1. The study proposes a method to improve medical concept embeddings by incorporating hierarchical information from medical codes into the embedding formulation.
2. The Word2Vec models that included hierarchical data outperformed ordinary Word2Vec models on tasks comparing clusters of codes, achieving higher normalized mutual information with canonical labels.
3. Including hierarchical embedding data improved classification performance in 96.2% of cases, and co-training embeddings improved classification performance in 66.7% of cases, outperforming competitive benchmarks.

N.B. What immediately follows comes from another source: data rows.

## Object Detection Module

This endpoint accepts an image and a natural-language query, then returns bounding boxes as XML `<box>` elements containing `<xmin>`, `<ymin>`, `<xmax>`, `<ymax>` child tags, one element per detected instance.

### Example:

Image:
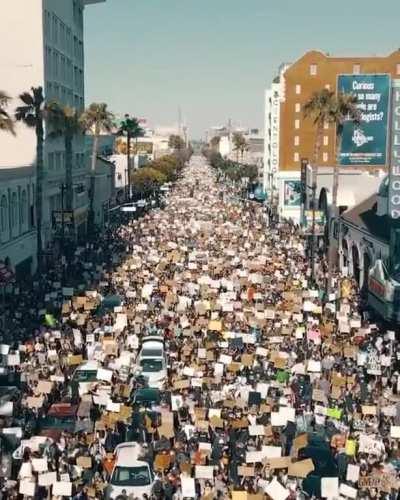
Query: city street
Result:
<box><xmin>1</xmin><ymin>157</ymin><xmax>400</xmax><ymax>499</ymax></box>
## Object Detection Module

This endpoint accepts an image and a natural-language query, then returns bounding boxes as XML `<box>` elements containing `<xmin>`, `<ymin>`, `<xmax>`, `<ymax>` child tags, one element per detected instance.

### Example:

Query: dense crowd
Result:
<box><xmin>0</xmin><ymin>157</ymin><xmax>400</xmax><ymax>500</ymax></box>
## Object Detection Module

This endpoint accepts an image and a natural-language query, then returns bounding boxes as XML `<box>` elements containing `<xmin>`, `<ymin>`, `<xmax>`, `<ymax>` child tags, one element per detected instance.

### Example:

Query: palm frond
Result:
<box><xmin>19</xmin><ymin>92</ymin><xmax>34</xmax><ymax>106</ymax></box>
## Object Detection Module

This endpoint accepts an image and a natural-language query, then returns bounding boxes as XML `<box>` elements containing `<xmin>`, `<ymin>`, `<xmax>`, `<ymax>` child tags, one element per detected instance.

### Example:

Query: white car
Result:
<box><xmin>106</xmin><ymin>442</ymin><xmax>154</xmax><ymax>500</ymax></box>
<box><xmin>138</xmin><ymin>336</ymin><xmax>168</xmax><ymax>389</ymax></box>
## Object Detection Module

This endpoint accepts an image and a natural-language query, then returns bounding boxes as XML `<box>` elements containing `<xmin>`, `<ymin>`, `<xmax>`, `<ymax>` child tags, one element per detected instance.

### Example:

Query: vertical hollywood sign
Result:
<box><xmin>271</xmin><ymin>98</ymin><xmax>279</xmax><ymax>172</ymax></box>
<box><xmin>388</xmin><ymin>80</ymin><xmax>400</xmax><ymax>219</ymax></box>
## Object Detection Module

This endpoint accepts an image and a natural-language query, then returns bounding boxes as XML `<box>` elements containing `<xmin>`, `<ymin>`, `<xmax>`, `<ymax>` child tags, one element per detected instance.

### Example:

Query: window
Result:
<box><xmin>0</xmin><ymin>195</ymin><xmax>8</xmax><ymax>233</ymax></box>
<box><xmin>11</xmin><ymin>193</ymin><xmax>18</xmax><ymax>227</ymax></box>
<box><xmin>61</xmin><ymin>56</ymin><xmax>66</xmax><ymax>82</ymax></box>
<box><xmin>53</xmin><ymin>52</ymin><xmax>59</xmax><ymax>79</ymax></box>
<box><xmin>47</xmin><ymin>153</ymin><xmax>54</xmax><ymax>170</ymax></box>
<box><xmin>21</xmin><ymin>189</ymin><xmax>28</xmax><ymax>226</ymax></box>
<box><xmin>66</xmin><ymin>28</ymin><xmax>71</xmax><ymax>55</ymax></box>
<box><xmin>53</xmin><ymin>16</ymin><xmax>58</xmax><ymax>44</ymax></box>
<box><xmin>55</xmin><ymin>151</ymin><xmax>61</xmax><ymax>170</ymax></box>
<box><xmin>60</xmin><ymin>22</ymin><xmax>65</xmax><ymax>50</ymax></box>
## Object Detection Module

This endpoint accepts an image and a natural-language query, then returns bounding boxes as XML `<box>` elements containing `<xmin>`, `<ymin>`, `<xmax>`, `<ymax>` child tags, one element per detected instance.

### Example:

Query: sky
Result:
<box><xmin>85</xmin><ymin>0</ymin><xmax>400</xmax><ymax>139</ymax></box>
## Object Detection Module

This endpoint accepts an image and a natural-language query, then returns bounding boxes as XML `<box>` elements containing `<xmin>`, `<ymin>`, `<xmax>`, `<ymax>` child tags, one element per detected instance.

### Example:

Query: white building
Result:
<box><xmin>0</xmin><ymin>167</ymin><xmax>36</xmax><ymax>278</ymax></box>
<box><xmin>0</xmin><ymin>0</ymin><xmax>105</xmax><ymax>270</ymax></box>
<box><xmin>263</xmin><ymin>64</ymin><xmax>289</xmax><ymax>196</ymax></box>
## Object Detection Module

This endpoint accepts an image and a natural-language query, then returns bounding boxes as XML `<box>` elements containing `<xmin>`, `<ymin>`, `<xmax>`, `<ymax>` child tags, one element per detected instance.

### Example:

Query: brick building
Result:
<box><xmin>279</xmin><ymin>50</ymin><xmax>400</xmax><ymax>171</ymax></box>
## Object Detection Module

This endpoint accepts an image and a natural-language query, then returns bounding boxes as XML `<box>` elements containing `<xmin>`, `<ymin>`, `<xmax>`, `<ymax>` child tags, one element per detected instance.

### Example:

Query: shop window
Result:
<box><xmin>0</xmin><ymin>195</ymin><xmax>8</xmax><ymax>232</ymax></box>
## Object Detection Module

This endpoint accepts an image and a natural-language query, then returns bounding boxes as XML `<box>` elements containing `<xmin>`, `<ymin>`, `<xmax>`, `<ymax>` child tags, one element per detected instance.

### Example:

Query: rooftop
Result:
<box><xmin>0</xmin><ymin>167</ymin><xmax>35</xmax><ymax>182</ymax></box>
<box><xmin>342</xmin><ymin>194</ymin><xmax>392</xmax><ymax>243</ymax></box>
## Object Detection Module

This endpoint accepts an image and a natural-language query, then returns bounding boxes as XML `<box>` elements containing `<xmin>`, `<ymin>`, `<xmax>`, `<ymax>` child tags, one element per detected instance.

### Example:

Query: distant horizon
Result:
<box><xmin>85</xmin><ymin>0</ymin><xmax>400</xmax><ymax>139</ymax></box>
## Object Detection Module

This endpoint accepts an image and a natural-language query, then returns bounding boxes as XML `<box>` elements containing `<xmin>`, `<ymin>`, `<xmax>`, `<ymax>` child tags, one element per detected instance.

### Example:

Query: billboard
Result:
<box><xmin>389</xmin><ymin>80</ymin><xmax>400</xmax><ymax>219</ymax></box>
<box><xmin>283</xmin><ymin>180</ymin><xmax>301</xmax><ymax>207</ymax></box>
<box><xmin>338</xmin><ymin>74</ymin><xmax>390</xmax><ymax>165</ymax></box>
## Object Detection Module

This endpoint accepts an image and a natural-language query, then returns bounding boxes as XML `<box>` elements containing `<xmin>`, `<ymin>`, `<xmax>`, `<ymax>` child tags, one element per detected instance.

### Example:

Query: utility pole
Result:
<box><xmin>178</xmin><ymin>106</ymin><xmax>182</xmax><ymax>137</ymax></box>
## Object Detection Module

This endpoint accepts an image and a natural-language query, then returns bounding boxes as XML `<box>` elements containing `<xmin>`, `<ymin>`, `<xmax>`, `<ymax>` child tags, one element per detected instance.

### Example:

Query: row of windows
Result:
<box><xmin>293</xmin><ymin>151</ymin><xmax>329</xmax><ymax>163</ymax></box>
<box><xmin>45</xmin><ymin>47</ymin><xmax>84</xmax><ymax>94</ymax></box>
<box><xmin>47</xmin><ymin>151</ymin><xmax>85</xmax><ymax>171</ymax></box>
<box><xmin>44</xmin><ymin>11</ymin><xmax>83</xmax><ymax>65</ymax></box>
<box><xmin>0</xmin><ymin>189</ymin><xmax>28</xmax><ymax>233</ymax></box>
<box><xmin>310</xmin><ymin>64</ymin><xmax>400</xmax><ymax>76</ymax></box>
<box><xmin>46</xmin><ymin>82</ymin><xmax>84</xmax><ymax>109</ymax></box>
<box><xmin>293</xmin><ymin>135</ymin><xmax>329</xmax><ymax>146</ymax></box>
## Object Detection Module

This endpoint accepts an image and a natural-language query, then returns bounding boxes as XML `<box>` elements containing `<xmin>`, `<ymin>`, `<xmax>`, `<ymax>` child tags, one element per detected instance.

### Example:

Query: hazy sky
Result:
<box><xmin>85</xmin><ymin>0</ymin><xmax>400</xmax><ymax>138</ymax></box>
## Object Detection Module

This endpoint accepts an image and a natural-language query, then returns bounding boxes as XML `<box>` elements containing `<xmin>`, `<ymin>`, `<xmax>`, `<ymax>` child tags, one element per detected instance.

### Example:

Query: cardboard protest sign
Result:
<box><xmin>19</xmin><ymin>479</ymin><xmax>36</xmax><ymax>498</ymax></box>
<box><xmin>264</xmin><ymin>478</ymin><xmax>290</xmax><ymax>500</ymax></box>
<box><xmin>67</xmin><ymin>354</ymin><xmax>83</xmax><ymax>366</ymax></box>
<box><xmin>288</xmin><ymin>458</ymin><xmax>315</xmax><ymax>479</ymax></box>
<box><xmin>195</xmin><ymin>465</ymin><xmax>214</xmax><ymax>479</ymax></box>
<box><xmin>76</xmin><ymin>457</ymin><xmax>92</xmax><ymax>469</ymax></box>
<box><xmin>238</xmin><ymin>465</ymin><xmax>255</xmax><ymax>477</ymax></box>
<box><xmin>53</xmin><ymin>481</ymin><xmax>72</xmax><ymax>497</ymax></box>
<box><xmin>321</xmin><ymin>477</ymin><xmax>339</xmax><ymax>500</ymax></box>
<box><xmin>32</xmin><ymin>458</ymin><xmax>48</xmax><ymax>472</ymax></box>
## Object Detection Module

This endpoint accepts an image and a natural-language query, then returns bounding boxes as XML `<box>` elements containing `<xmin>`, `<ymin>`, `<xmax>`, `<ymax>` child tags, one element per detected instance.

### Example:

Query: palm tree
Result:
<box><xmin>232</xmin><ymin>132</ymin><xmax>247</xmax><ymax>163</ymax></box>
<box><xmin>303</xmin><ymin>88</ymin><xmax>335</xmax><ymax>281</ymax></box>
<box><xmin>117</xmin><ymin>114</ymin><xmax>144</xmax><ymax>197</ymax></box>
<box><xmin>80</xmin><ymin>103</ymin><xmax>114</xmax><ymax>235</ymax></box>
<box><xmin>0</xmin><ymin>90</ymin><xmax>15</xmax><ymax>135</ymax></box>
<box><xmin>210</xmin><ymin>135</ymin><xmax>221</xmax><ymax>152</ymax></box>
<box><xmin>327</xmin><ymin>92</ymin><xmax>361</xmax><ymax>293</ymax></box>
<box><xmin>15</xmin><ymin>87</ymin><xmax>45</xmax><ymax>272</ymax></box>
<box><xmin>46</xmin><ymin>101</ymin><xmax>83</xmax><ymax>210</ymax></box>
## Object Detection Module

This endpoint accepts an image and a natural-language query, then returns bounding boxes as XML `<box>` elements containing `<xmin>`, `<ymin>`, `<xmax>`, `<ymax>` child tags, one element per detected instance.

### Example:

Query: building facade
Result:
<box><xmin>0</xmin><ymin>0</ymin><xmax>105</xmax><ymax>274</ymax></box>
<box><xmin>263</xmin><ymin>64</ymin><xmax>289</xmax><ymax>196</ymax></box>
<box><xmin>279</xmin><ymin>50</ymin><xmax>400</xmax><ymax>171</ymax></box>
<box><xmin>0</xmin><ymin>167</ymin><xmax>36</xmax><ymax>279</ymax></box>
<box><xmin>263</xmin><ymin>51</ymin><xmax>400</xmax><ymax>221</ymax></box>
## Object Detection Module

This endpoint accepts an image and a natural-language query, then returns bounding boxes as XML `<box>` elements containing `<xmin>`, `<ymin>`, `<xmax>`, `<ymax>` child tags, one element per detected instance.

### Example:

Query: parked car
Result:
<box><xmin>38</xmin><ymin>403</ymin><xmax>78</xmax><ymax>441</ymax></box>
<box><xmin>138</xmin><ymin>336</ymin><xmax>168</xmax><ymax>389</ymax></box>
<box><xmin>106</xmin><ymin>442</ymin><xmax>154</xmax><ymax>500</ymax></box>
<box><xmin>69</xmin><ymin>361</ymin><xmax>99</xmax><ymax>400</ymax></box>
<box><xmin>133</xmin><ymin>387</ymin><xmax>161</xmax><ymax>408</ymax></box>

The article titled "Exploiting hierarchy in medical concept embedding" discusses the construction and release of medical concept embeddings for codes following the ICD-10 coding standard. The authors aim to incorporate hierarchical information from medical codes into the embedding formulation to improve model performance.
One potential bias in this article is the focus on positive results and the omission of any negative findings or limitations. The authors claim that their Word2Vec models with hierarchical data outperformed ordinary Word2Vec alternatives, improved classification performance, and significantly outperformed other pretrained vectors. However, they do not provide any evidence or discussion of potential drawbacks or limitations of their approach.
The article also lacks a comprehensive discussion of alternative methods or approaches to medical concept embedding. While they briefly mention Poincare embeddings as an alternative, they do not explore other existing techniques or compare their method to these alternatives. This narrow focus limits the reader's understanding of the broader landscape of medical concept embedding research.
Additionally, there is a lack of transparency regarding the dataset used for training and evaluation. The authors mention using data from a major integrated healthcare organization but do not provide details about the specific characteristics or representativeness of this dataset. Without this information, it is difficult to assess the generalizability of their findings.
Furthermore, there is no discussion of potential risks or ethical considerations associated with using medical concept embeddings in practice. Embeddings derived from patient health information have implications for privacy and security, and it would be important to address these concerns in an article discussing their use.
Overall, while the article presents some interesting findings regarding hierarchical data in medical concept embeddings, it suffers from biases towards positive results, lack of consideration for alternative approaches, limited transparency regarding data sources, and omission of potential risks and limitations. A more balanced and comprehensive analysis would strengthen the credibility and usefulness of this research.